I was at the mall the other day to take my computer to the Apple Store. My Macbook has been having problems, and I figured it was time to let the Geniuses handle it. I'm not being snide, here; that's what the employees at the Apple Store are called: geniuses. I had an appointment, and I was about twenty minutes early.
I parked as close as I could, which — as usual — was at the Belk store closest to the Apple Store. I successfully threaded the competing displays of Halloween and Christmas (Honestly, does this not make anyone else sick?) and made my way upstairs so I could go directly from the Belk just around the corner to the Apple Store.
As I walked through the mall, I noticed a big crowd of people downstairs from me. There was a lot of murmuring, squealing, and flash bulbs. But I didn't have time to loiter.
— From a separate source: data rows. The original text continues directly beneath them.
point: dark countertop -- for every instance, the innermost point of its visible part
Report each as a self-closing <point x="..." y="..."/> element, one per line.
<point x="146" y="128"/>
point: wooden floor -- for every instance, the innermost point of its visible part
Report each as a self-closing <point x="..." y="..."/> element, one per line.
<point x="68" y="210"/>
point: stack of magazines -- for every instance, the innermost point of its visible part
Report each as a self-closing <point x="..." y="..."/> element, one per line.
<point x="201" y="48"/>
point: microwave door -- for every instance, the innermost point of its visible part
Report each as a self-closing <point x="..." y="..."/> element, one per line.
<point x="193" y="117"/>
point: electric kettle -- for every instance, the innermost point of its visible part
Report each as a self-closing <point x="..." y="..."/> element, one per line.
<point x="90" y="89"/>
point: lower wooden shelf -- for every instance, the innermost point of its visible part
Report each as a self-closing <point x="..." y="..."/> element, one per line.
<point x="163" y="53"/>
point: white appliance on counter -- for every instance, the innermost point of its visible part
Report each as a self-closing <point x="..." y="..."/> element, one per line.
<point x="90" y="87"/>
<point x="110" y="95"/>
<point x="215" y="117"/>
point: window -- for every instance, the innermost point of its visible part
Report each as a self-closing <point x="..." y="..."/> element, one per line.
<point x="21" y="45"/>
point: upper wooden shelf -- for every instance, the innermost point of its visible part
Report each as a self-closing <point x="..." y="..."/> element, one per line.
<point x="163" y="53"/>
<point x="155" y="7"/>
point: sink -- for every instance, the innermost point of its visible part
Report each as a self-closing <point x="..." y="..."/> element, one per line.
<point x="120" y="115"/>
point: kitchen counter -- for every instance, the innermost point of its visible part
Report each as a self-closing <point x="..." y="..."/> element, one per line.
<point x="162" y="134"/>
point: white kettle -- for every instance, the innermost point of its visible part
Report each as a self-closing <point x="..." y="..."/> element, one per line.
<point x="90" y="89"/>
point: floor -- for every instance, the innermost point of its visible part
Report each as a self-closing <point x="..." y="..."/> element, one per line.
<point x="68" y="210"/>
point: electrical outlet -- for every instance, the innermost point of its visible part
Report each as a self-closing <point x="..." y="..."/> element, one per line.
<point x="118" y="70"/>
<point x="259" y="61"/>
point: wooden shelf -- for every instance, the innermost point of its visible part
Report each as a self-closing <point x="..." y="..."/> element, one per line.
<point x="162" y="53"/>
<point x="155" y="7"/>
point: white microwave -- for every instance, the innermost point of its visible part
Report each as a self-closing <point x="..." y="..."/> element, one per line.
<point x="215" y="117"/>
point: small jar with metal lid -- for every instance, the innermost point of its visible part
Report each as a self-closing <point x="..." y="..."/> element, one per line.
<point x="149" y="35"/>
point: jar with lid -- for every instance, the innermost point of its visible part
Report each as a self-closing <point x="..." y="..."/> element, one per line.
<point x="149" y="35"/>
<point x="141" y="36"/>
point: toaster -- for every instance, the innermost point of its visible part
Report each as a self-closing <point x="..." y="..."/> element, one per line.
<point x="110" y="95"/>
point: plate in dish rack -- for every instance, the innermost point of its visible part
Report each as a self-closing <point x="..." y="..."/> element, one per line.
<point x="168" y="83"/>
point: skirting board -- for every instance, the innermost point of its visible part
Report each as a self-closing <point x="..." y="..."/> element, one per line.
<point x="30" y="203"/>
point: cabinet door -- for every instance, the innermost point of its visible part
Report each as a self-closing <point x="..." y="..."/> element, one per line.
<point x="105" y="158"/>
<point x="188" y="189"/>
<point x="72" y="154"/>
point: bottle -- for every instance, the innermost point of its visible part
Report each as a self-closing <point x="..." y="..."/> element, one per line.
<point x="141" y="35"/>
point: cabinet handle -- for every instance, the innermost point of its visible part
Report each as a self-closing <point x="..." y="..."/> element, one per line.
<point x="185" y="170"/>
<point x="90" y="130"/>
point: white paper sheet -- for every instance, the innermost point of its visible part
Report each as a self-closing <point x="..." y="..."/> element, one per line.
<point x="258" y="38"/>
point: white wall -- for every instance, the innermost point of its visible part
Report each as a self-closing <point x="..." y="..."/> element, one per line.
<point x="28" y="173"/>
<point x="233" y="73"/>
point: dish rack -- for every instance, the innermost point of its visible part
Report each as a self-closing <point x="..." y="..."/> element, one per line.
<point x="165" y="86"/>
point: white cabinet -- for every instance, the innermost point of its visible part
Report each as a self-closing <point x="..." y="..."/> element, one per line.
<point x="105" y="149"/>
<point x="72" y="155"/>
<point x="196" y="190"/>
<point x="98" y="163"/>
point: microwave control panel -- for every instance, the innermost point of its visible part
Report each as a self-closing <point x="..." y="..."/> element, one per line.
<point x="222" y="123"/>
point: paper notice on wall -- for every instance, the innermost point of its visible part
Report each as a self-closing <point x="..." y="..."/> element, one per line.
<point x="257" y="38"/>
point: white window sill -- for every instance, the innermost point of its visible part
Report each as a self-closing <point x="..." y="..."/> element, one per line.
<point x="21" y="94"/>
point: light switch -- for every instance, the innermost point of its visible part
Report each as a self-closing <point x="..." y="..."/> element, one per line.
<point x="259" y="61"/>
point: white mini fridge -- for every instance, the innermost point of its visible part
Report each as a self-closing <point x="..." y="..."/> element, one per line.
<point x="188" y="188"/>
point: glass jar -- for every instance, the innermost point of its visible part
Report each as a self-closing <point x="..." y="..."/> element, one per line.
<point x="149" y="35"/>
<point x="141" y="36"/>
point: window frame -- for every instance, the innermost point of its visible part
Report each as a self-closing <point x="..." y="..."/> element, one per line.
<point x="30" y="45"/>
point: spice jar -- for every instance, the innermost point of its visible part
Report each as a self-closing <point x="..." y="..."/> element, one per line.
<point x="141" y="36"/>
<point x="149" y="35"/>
I made it to the Apple Store just in time for my appointment. I gave The Shiny (my MacBook) to the nice, bearded young man (Is there some rule that male Apple Geniuses all have to have beards?) named Paul. I explained what was going on with the computer and he said he would plug the diagnostic tool into it and let me know if it was something easy, like the graphics card or a bad USB port. Something fixable.
The Apple store was crawling alive with people. Must be something about the end of the month or back to school or something. He told me it would take about an hour if I wanted to wait. Well, of course I want to wait. I can't leave The Shiny overnight.
The withdrawal would be unbearable. :)
I couldn't stand being in the Apple store with all those people, so I wandered back down toward where there are some couches to sit and read on my phone.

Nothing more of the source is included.